Commentary - Global Journal of Agricultural Research and Reviews ( 2022) Volume 10, Issue 3

Analyzing the agricultural yield models and methods

Eliot J*
Department of Agriculture Sciences, Wageningen University & Research, Wageningen, The Netherlands
*Corresponding Author:
Eliot J, Department of Agriculture Sciences, Wageningen University & Research, Wageningen, The Netherlands, Email:

Received: 20-Jul-2022, Manuscript No. GJARR-22-71441; Editor assigned: 25-Jul-2022, Pre QC No. GJARR-22-71441 (PQ); Reviewed: 08-Aug-2022, QC No. GJARR-22-71441; Revised: 16-Aug-2022, Manuscript No. GJARR-22-71441 (R); Published: 23-Aug-2022, DOI: 10.15651/2437-1858.22.10.008


A plant that may be widely grown and harvested for consumption or financial gain is referred to as a crop. When numerous plants of the same kind are cultivated together in one area, a crop is the result. Most crops are raised in agriculture or aquaculture. Macroscopic fungi and marine macroalgae are examples of crops. The vast majority of crops are harvested for food or for use as animal feed. Intense collection methods are regularly used to harvest some crops from the wild. Horticulture, floriculture, and industrial crops are crucial non-food crops. Plants utilised for other crops are considered horticulture crops. Bedding plants, houseplants, flowering garden and container plants, cut cultivated greens, and cut flowers are all examples of floriculture crops.

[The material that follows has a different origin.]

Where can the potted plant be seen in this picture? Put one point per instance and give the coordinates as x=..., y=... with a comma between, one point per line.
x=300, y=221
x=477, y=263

Industrial crops are grown to make textiles, biodiesel, or pharmaceuticals. Crops are living plants that farmers cultivate. Foods like grains, vegetables, or fruits make up the majority of crops. Some crops are grown to provide fibres like cotton, medicines like quinine, or other goods like rubber or timber. Typically, farms are designed to raise a single type of crop. Crops are domesticated plants that have been primarily chosen to enhance their size, flavour, and other characteristics. Monoculture is used to grow a lot of crops. Agriculture includes the production of crops. The following crops are crucial for human nutrition is rice is a kind of food and cereal. It was originally a marsh grass. It is consumed as a staple food in many regions of Asia. The majority of the warm regions of the world where it is grown are Asia, Africa, northern Italy, and the west coast of North America. One-fifth of all calories consumed by humans worldwide, or 80% of calories consumed in Asia, come from rice. Its production ranks third among all agricultural commodities at 741.5. But when it comes to value, the wheat trade outpaces all other crops combined.

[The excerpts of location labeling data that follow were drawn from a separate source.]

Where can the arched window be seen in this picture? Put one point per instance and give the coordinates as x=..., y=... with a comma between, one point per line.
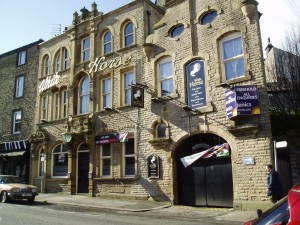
x=165, y=77
x=84, y=95
x=107, y=44
x=57, y=63
x=60, y=161
x=128, y=34
x=46, y=65
x=232, y=56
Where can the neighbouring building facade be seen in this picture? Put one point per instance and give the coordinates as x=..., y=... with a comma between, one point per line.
x=18, y=76
x=165, y=101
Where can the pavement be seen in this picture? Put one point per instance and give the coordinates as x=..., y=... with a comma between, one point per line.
x=221, y=214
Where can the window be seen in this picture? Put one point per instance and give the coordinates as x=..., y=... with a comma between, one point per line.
x=177, y=30
x=64, y=103
x=233, y=65
x=19, y=86
x=128, y=34
x=57, y=65
x=56, y=106
x=22, y=58
x=17, y=122
x=60, y=161
x=44, y=108
x=129, y=158
x=66, y=58
x=107, y=44
x=46, y=66
x=208, y=17
x=86, y=49
x=106, y=93
x=165, y=77
x=161, y=130
x=84, y=96
x=106, y=160
x=128, y=80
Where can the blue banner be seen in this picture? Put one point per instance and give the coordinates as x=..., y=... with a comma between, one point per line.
x=195, y=84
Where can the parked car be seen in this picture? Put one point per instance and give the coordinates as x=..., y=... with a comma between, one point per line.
x=284, y=212
x=13, y=187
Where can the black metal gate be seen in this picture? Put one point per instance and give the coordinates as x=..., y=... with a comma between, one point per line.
x=206, y=182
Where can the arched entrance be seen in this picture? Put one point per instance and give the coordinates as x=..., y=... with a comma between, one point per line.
x=83, y=169
x=208, y=180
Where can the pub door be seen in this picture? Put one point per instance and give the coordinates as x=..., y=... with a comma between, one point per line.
x=83, y=171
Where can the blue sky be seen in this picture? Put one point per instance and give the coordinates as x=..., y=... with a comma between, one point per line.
x=26, y=21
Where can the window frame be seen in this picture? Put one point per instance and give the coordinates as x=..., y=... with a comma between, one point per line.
x=107, y=43
x=128, y=35
x=165, y=60
x=66, y=153
x=230, y=37
x=16, y=128
x=105, y=94
x=19, y=89
x=126, y=156
x=22, y=58
x=86, y=53
x=84, y=96
x=104, y=158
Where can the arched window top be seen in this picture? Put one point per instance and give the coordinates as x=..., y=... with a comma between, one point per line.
x=208, y=17
x=60, y=149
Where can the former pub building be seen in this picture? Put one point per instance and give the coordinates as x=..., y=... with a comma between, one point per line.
x=164, y=101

These cereals are all made of grass. The sunflower is an annual plant that is still in existence and belongs to the asteraceae family. The flower's flower head, which can be up to 30 cm broad, can have a stem that is up to 3 metres tall. Other varieties of sunflower include the burgundy-flowered California Royal Sunflower. In reality, the flower head is an inflorescence made up of a large number of tiny flowers, or florets. The central florets resemble the apsedanthium, the centre of a typical flower. The plant benefits from being very visible to the insects and birds that pollinate it and from the hundreds of seeds it produces.

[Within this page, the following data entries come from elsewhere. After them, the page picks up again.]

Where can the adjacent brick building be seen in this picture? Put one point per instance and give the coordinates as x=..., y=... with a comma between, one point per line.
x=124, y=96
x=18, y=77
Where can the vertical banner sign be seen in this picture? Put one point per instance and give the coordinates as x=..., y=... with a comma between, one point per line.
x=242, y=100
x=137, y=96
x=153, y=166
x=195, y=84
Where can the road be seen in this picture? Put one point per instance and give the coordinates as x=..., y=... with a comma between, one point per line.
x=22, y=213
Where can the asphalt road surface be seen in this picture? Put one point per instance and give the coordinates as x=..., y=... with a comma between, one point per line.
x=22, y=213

The morning glory family plant known as the sweet potato is farmed for its sweet, edible, tuberous roots. Betacarotene and fiber are both abundant in sweet potatoes. They are consumed globally. Although the sweet potato and the common potato have different names, they are not closely related to one another. Members of Christopher Columbus's voyage tasted sweet potatoes for the first time in Europe in 1492. Different cultivars of the sweet potato have regional names. The only component of the name that persisted was the potato's native Taino name, Batata. The sweet potato is known as Batata in Argentina, Venezuela, Puerto Rico, and the Dominican Republic. The sweet potato is referred to as camote in the Philippines, Central America, Mexico, Peru, Chile, and those countries. The Mori variety in New Zealand produces elongated tubers with white skin and pale flesh, suggesting trans-Pacific transit before the arrival of the Europeans. The red 'Owairaka' cultivar, often known as kumara, is currently the most popular variety; other cultivars such as orange gold and purple are also planted.